Concentrate on those human social-psychological forces that make conversations work. If you do, you’ll formulate effective questions.
Paul was getting a second chance. The last time he interviewed Betty, a suspected embezzler (see FraudBasics, March/April 2004), he blew it. He expected a confession within the first 10 minutes but inadvertently divulged secret information and offended her. However, before his second interview he had read his Fraud Basics. The results were better: Betty opened up and supplied valuable evidence.
Following are more interview preparations that Paul (and you) can use.
Facilitators of Communication
Facilitators of communication are those social-psychological forces that make conversations – including interviews – easier to accomplish. These facilitators require a basic understanding of what motivates people.

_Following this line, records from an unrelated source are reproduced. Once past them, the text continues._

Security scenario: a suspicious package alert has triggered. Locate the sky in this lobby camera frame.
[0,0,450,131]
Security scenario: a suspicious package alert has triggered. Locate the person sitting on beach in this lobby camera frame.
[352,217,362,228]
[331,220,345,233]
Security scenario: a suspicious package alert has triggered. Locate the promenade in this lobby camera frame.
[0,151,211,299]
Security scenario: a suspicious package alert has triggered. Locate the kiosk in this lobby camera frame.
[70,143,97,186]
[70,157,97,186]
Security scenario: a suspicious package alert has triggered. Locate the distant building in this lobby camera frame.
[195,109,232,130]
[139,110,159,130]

One of the important forces in social interaction is the tendency for one person to verbally or nonverbally communicate his expectations to the other person. The second person then tends to respond, consciously or unconsciously, to those expectations. This might be viewed as one manifestation of the more general human tendency to conform to the group and to the anticipations of higher-status people. It’s in this conformity to group norms that security is sought.
In the interview setting, the interviewer communicates expectations to the subject. You should be able to transmit both a general expectation of cooperation, as well as a more specific expectation that the subject will answer the questions truthfully. You must clearly distinguish between asking for information and expecting it. The former is mainly verbal communication, while the latter is accomplished through nonverbal behavior. If you expect the subject to cooperate you’ll be more successful than if you just ask questions.
All human beings need the recognition and esteem of others. Social interaction often depends upon an exchange of social goods. People will “perform” in exchange for recognition and other social rewards. The need for recognition can be fulfilled by attention from people outside the individual’s social circle. The skillful and insightful interviewer takes advantage of every opportunity to give the subject sincere recognition.